Pronti via e dopo appena 15 minuti Copil è già avanti 4-0. Marco fatica a entrare in partita mentre al di là dal net c’era un ossesso che serviva alla perfezione e rispondeva anche meglio: “Guarda che seconda, una skikcata tremenda!esclamava l’onnipresente Barazzutti. Nel secondo parziale l’italiano cresceva al servizio e il match diventa finalmente equilibrato, ma il n.94 del mondo giocava come un top-20 continuando a vele spiegate quasi senza errori. L’unico rimpianto si rivelava sull’1-0 15-40, con Cecchinato che sparacchiava in rete un tranquillo rovescio, venendo puntualmente punito da un gran servizio subito dopo. “È la legge della purga” sentenziava un insolitamente spietato Barazza, che poco dopo avrebbe regalato un’altra perla. Su un drop-shot fallito del venticinquenne palermitano, Corrado – che da tempo auspicava pazienza e la necessità di far muovere e giocare un avversario da fermo ingiocabile – se ne usciva così: “Che fretta ha? Ha un appuntamento?” Il Direttore la pensi come vuole, ma oggi il Capitano non sbagliava una sillaba. Per Marco in ogni caso era naturalmente più importante la presenza dei coach Simone Vagnozzi e Umberto Ferrara, coi i quali ha sottolineato il grande feeling: “Stiamo facendo un gran lavoro. Ora dai giornalisti non mi sento più dire che devo migliorare il rovescio, sta diventando un mio punto di forza. Peraltro le precedenti sconfitte Slam al primo turno (questa è la prima vittoria in un Major per Cecchinato, che ha anche esclamato: “La prima vittoria non si dimentica mai!“) non erano dovute al fatto che avevo avversari ingiocabili, semmai ora c’è un altro Cecchinato“. Sul 5 pari l’azzurro era però bravo, dopo 5 palle break fallite (era stato 4-3 0-40, ma anche lì il ventisettenne compatriota di Nastase si confermava chirurgico), ad annullare l’unica a sfavore con un’eccellente difesa, approdando al tie-break. Avrebbe ceduto ora qualcosa Marius? Neanche per sogno, una gran risposta in avvio, due ace e due combinazioni servizio-dritto, per un 7-3 senza discussioni.

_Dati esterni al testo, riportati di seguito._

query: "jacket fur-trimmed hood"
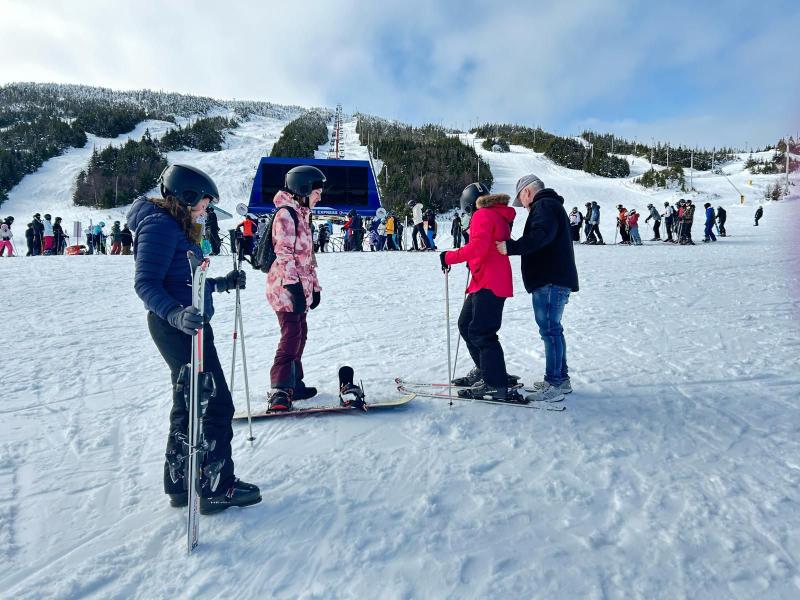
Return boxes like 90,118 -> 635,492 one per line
475,194 -> 511,208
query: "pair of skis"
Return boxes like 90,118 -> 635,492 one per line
184,250 -> 225,554
394,377 -> 567,412
233,366 -> 417,420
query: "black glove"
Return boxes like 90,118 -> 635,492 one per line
214,269 -> 247,292
283,281 -> 306,313
167,306 -> 203,335
439,252 -> 450,273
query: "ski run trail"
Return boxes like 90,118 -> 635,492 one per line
0,117 -> 800,599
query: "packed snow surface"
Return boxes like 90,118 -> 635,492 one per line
0,115 -> 800,599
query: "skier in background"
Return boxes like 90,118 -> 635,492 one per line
267,165 -> 325,411
386,212 -> 397,250
0,221 -> 14,256
53,217 -> 69,254
25,221 -> 36,256
206,204 -> 222,256
450,211 -> 461,249
439,183 -> 523,402
42,214 -> 56,255
682,200 -> 694,246
128,164 -> 261,514
236,213 -> 258,261
717,206 -> 728,237
426,209 -> 436,250
111,221 -> 122,254
589,200 -> 605,246
617,204 -> 631,245
569,206 -> 583,242
627,208 -> 642,246
583,202 -> 597,244
703,202 -> 717,243
661,202 -> 675,242
120,223 -> 133,256
32,213 -> 44,256
0,216 -> 14,256
461,206 -> 472,244
408,200 -> 430,250
644,203 -> 661,242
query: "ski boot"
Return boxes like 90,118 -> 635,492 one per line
451,367 -> 482,387
267,388 -> 292,412
200,479 -> 261,515
458,382 -> 527,404
292,381 -> 317,400
528,379 -> 572,394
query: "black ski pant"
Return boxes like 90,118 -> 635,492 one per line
411,223 -> 430,250
458,290 -> 508,387
147,312 -> 234,497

Sotto 2 set a zero, senza il barlume di una possibilità di rimonta, stavamo per lasciare l’arroventato campo 16, quando a sorpresa, accanto a Barazzutti, si accomodava il Presidente Binaghi. Come d’incanto, l’arsura si faceva da parte mentre le nuvole federali coprivano il sole, lasciando spazio a una tenue e rinfrescante brezza. Infinita era a quel punto la generosità del Sovrano, che permetteva di godere del vitale rinfrescamento anche al nemico scrivente, inopinatamente autodenunciatosi come Ubitennis a causa del famigerato cappellino verde…

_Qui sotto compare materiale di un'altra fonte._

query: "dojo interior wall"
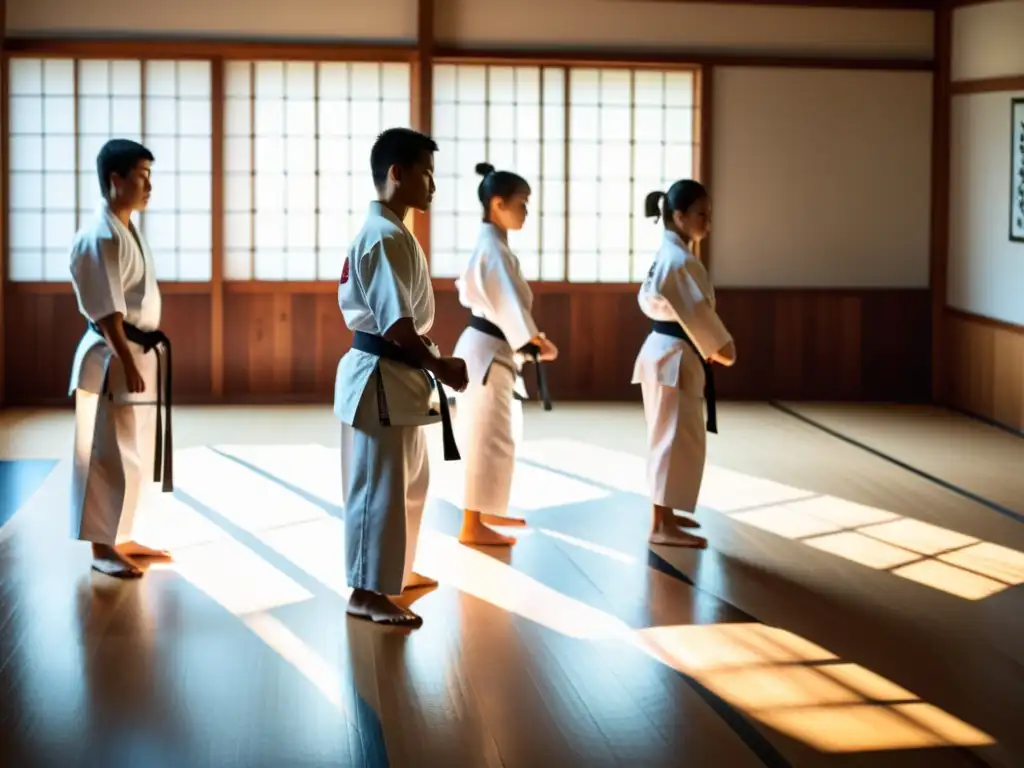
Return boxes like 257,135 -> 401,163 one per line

Intanto in campo il nostro n.72 ATP non voleva arrendersi, trovando il break sul 5 pari e difendendolo subito dopo con un ace sulla seconda alla seconda palla-break annullata. Nel quarto parziale Marco prendeva il largo, mentre il rumeno cercava di ricaricare le batterie mentali per giocarsi tutto al quinto e decisivo set. Lì Copil si aggrappava al servizio, perché non appena lo scambio superava i 4 colpi diventava di dominio italiano. Marco falliva due break-point sul 7 pari 15-40, ma due giochi più tardi un regalo avversario e un grande lavoro ai fianchi gli concedeva il meritato break, poi confermato con una bella combinazione servizio-dritto al primo match-point. Chapeau!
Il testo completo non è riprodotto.